L’autre approche en vue est un vaccin qui protégerait contre plusieurs coronavirus, le "pancoronavirus". Dans l’hypothèse de voir arriver ce type de vaccin dans les prochains mois, une seule dose suffirait-elle ?  

D'autres questions doivent se poser avant celle-ci. Finalement au bout d'un moment, faudra-t-il continuer à se vacciner ? A l’instar de l'épidémie de l’OC43 (ce qu’on appelle la grippe russe de 1890), si le virus devient "banal", sans dangerosité ni impact sur la vie sociétale, y aura-t-il un véritable enjeu à vacciner ? C’est une vraie question. D'autant plus que la vaccination contre ce type de virus qui a une capacité de mutation majeure ne va pas forcément être efficace de façon très prolongée. Mais nous n’en sommes pas là. Aujourd’hui, il y a un véritable intérêt à se vacciner pour se protéger notamment des formes graves. En ce sens, une récente publication israélienne démontre que la 4ème dose continue à protéger des formes graves relativement longtemps mais pas contre la maladie en elle-même. L’immunité collective arrivera peut être avant le pancoronavirus… 

 

Le développement d’un nouveau variant avec une meilleure capacité de transmission et d’infection reste-t -il possible ? Je pense notamment à une recombinaison génétique entre le SARS-CoV-2 et un beta-coronavirus humain (comme OC43) ou à une rétro-zoonose à partir d’animaux d’élevages.  

Comme on dit, "le pire n'est jamais certain". Cette épidémie l’a montré et c'est important d'être conscient qu’il y a toujours la possibilité dans la nature que des virus à très forte capacité de transmissibilité soient très dangereux.
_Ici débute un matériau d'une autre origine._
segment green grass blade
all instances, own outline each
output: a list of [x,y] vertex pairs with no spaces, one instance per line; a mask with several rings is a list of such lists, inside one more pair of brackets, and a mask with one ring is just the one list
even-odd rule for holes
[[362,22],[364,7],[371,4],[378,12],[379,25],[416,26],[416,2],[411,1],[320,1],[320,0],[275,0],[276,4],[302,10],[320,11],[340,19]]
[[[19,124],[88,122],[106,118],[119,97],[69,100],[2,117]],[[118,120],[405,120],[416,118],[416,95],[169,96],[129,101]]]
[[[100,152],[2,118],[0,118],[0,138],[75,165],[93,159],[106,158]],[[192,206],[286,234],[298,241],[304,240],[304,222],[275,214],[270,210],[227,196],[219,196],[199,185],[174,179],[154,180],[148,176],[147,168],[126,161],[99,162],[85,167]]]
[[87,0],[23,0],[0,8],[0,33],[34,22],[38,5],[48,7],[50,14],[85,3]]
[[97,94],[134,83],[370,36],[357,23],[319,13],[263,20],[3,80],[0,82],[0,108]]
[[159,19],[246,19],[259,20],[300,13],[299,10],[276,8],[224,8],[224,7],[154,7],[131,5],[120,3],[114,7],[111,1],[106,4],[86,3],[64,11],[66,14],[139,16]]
On ne peut pas dire que ce risque n’existe pas, mais ce n’est pas le plus probable. Il ne faut pas tomber dans le catastrophisme ! Les mesures que nous mettons en place influent sur les mutations qui vont émerger. Mais ce coronavirus est contagieux 24h avant l'apparition des symptômes donc les gestes barrières restent parfois insuffisants. Ce qui est sûr, c'est qu'il est encore beaucoup trop tôt pour baisser la garde et pour enlever les masques à l'intérieur. Les autorités continuent d’ailleurs à le recommander fortement. De manière générale, je pense qu'il faut accepter l'incertitude. Et au lieu de mettre toute cette énergie dans les prévisions, il faudrait plutôt se concentrer sur l'adaptabilité.  

*le Pr Revest déclare n’avoir aucun lien d’intérêts.